CFTC floats cross-border rulebook for offshore crypto platforms

CFTC floats cross-border rulebook for offshore crypto platforms

CFTC is mulling a cross-border regime that could allow U.S. customers to trade directly on select international crypto exchanges, provided those platforms operate under regulatory standards deemed comparable to American rules.

Summary
  • CFTC is considering extending its Foreign Boards of Trade framework to crypto exchanges, allowing U.S. clients to trade on select offshore platforms.
  • Acting Chair Caroline Pham said the approach would provide regulatory clarity, countering “regulation by enforcement” that has pushed activity overseas.
  • The plan could recognize EU-licensed venues under MiFID or MiCA, offering them a compliant path into the U.S. market.

In a recent speech before the U.K. All-Party Parliamentary Group on Blockchain Technologies, Acting CFTC Chair Caroline Pham laid out a possible pathway for U.S. oversight of offshore crypto exchanges.

Pham said the agency is weighing whether its long-standing framework for Foreign Boards of Trade could be extended to digital asset platforms. The framework, established in the 1990s to recognize overseas derivatives markets, could open the door for U.S. customers to access certain non-U.S. exchanges if those venues meet regulatory standards comparable to American rules.

“By using this framework to provide regulatory clarity for non-U.S. exchanges, whether traditional or digital asset markets, that are in jurisdictions with comparable regulatory regimes to the U.S., this is the fastest way that we can legally onshore trading activity efficiently and safely under CFTC regulations and open up U.S. markets to the rest of the world.” Pham said.
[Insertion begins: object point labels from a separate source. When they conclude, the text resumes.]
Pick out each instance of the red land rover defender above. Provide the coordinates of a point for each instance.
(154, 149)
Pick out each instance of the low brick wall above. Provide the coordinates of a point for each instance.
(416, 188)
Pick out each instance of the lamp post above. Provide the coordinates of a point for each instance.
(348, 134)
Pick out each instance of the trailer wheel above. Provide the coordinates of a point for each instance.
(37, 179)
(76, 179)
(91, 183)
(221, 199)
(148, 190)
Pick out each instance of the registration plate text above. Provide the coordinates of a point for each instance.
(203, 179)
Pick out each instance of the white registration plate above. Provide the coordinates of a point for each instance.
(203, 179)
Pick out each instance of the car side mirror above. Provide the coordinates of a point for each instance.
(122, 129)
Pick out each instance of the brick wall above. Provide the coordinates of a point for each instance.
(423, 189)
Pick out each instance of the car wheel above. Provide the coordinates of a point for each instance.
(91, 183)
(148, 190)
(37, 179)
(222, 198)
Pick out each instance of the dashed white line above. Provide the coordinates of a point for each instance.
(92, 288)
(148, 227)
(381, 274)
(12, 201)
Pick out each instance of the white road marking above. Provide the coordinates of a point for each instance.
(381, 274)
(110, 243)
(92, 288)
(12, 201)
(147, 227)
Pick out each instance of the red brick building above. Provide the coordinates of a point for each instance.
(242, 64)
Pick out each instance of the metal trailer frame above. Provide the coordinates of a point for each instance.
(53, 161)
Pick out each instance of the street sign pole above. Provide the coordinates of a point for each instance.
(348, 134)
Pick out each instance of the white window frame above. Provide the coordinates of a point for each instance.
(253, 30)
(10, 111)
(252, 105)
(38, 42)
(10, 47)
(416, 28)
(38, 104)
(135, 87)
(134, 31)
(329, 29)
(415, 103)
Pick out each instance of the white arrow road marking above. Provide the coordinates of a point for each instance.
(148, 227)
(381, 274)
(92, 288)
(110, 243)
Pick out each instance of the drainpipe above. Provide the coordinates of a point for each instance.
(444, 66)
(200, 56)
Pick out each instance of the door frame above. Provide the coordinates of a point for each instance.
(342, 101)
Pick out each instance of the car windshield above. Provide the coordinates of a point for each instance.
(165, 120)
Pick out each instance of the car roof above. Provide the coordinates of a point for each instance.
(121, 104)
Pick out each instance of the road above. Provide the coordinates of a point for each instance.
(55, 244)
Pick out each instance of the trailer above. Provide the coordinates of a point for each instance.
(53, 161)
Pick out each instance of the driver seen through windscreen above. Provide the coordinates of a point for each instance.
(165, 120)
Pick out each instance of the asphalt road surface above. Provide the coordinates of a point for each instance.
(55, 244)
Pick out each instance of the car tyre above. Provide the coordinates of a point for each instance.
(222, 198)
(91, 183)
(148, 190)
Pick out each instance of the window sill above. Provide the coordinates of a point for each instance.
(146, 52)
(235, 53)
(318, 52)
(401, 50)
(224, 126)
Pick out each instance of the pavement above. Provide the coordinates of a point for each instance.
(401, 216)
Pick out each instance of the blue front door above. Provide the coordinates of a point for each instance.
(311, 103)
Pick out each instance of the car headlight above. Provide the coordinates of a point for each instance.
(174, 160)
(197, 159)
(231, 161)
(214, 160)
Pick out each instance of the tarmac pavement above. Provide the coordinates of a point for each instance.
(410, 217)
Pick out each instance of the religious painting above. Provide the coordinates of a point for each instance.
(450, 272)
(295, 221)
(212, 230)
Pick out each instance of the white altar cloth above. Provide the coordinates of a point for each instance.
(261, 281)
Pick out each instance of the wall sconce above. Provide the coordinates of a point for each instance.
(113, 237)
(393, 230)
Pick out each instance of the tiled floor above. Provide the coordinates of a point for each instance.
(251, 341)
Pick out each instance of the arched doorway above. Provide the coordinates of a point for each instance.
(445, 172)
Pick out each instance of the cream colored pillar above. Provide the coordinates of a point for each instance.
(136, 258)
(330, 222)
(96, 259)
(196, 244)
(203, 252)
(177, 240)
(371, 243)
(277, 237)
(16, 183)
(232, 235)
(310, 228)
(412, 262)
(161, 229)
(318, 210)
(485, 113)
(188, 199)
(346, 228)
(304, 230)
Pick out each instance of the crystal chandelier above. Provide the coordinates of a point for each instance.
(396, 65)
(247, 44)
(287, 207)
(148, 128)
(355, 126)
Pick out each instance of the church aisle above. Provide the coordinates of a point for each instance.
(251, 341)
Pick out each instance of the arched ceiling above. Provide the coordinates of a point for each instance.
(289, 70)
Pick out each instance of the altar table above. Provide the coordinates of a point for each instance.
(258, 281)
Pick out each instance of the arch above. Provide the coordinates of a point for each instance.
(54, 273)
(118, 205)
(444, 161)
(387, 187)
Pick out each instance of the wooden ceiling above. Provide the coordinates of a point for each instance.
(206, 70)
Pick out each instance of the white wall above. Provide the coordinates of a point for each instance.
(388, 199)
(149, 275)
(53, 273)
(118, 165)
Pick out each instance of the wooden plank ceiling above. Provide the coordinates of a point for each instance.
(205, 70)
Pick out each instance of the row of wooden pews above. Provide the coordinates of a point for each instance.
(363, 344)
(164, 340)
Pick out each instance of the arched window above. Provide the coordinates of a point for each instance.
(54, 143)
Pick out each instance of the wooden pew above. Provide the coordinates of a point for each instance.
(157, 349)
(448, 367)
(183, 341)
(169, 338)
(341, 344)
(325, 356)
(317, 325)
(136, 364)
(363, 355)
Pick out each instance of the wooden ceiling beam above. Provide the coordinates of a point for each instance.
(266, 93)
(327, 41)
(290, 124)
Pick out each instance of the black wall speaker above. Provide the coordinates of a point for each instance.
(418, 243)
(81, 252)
Why Pham is pushing for the cross-border approach

Acting Chair Pham’s push for this framework is a direct response to what she termed the “destructive regulation-by-enforcement policy” of the recent past, which she argues crippled domestic innovation and drove talent overseas.

Pham explained that the existing framework for foreign boards of trade provides a durable, flexible, and technology-neutral path to avoid the market fragmentation that plagued post-Dodd-Frank reforms. This approach is central to the CFTC’s broader “Crypto Sprint” initiative, designed to swiftly implement the Trump administration’s pro-innovation crypto roadmap, the acting chair said.

“That is why I believe that we should use our existing registration categories for brokers, dealers, exchanges, and other market participants because the CFTC’s cross-border approach to foreign markets, products, and intermediaries has been in place for decades,” Pham noted.

For an EU-based crypto derivatives venue, the CFTC would consider platforms authorized under the Markets in Financial Instruments Directive (MiFID) as a regulated market (RM) or a multilateral trading facility (MTF). These established venues could seek access for U.S. participants under the CFTC’s framework for FBOTs or exempt swap execution facilities (SEFs).

Notably, in a significant expansion, the agency will explore whether trading platforms operating under the EU’s bespoke Markets in Crypto-Assets Regulation (MiCA) could qualify.

From enforcement-first to proactive recognition

Two weeks before Pham’s London remarks, the CFTC issued an advisory reaffirming its foreign board of trade regime. That statement was aimed at reversing what Pham called the “enforcement-first” posture of recent years, which has left firms uncertain about where they stand. The Commission’s own enforcement record tells the story.

In 2023, the CFTC’s Division of Enforcement, under Director Ian McGinley, had prioritized digital asset cases, which grew to comprise nearly half its docket. The agency secured a $1.7 billion fraud case tied to Mirror Trading, sued Voyager’s former chief executive for lending hundreds of millions in customer assets to risky counterparties, and charged Celsius and its former CEO over alleged misrepresentations tied to $20 billion in deposits.

The most high-profile action was a landmark anti-evasion case against Binance, its then-CEO Changpeng Zhao, and its chief compliance officer. Regulators alleged the exchange actively solicited U.S. customers while coaching them to evade compliance through VPNs and shell companies. The case resulted in a $2.85 billion settlement with the agency and a total of $4.3 billion across U.S. authorities.

This case, and others like it, created a chilling effect of legal uncertainty that Pham is now seeking to thaw with a clear, forward-looking regulatory pathway, moving the agency from a role of prosecutor to that of an architect for lawful market access.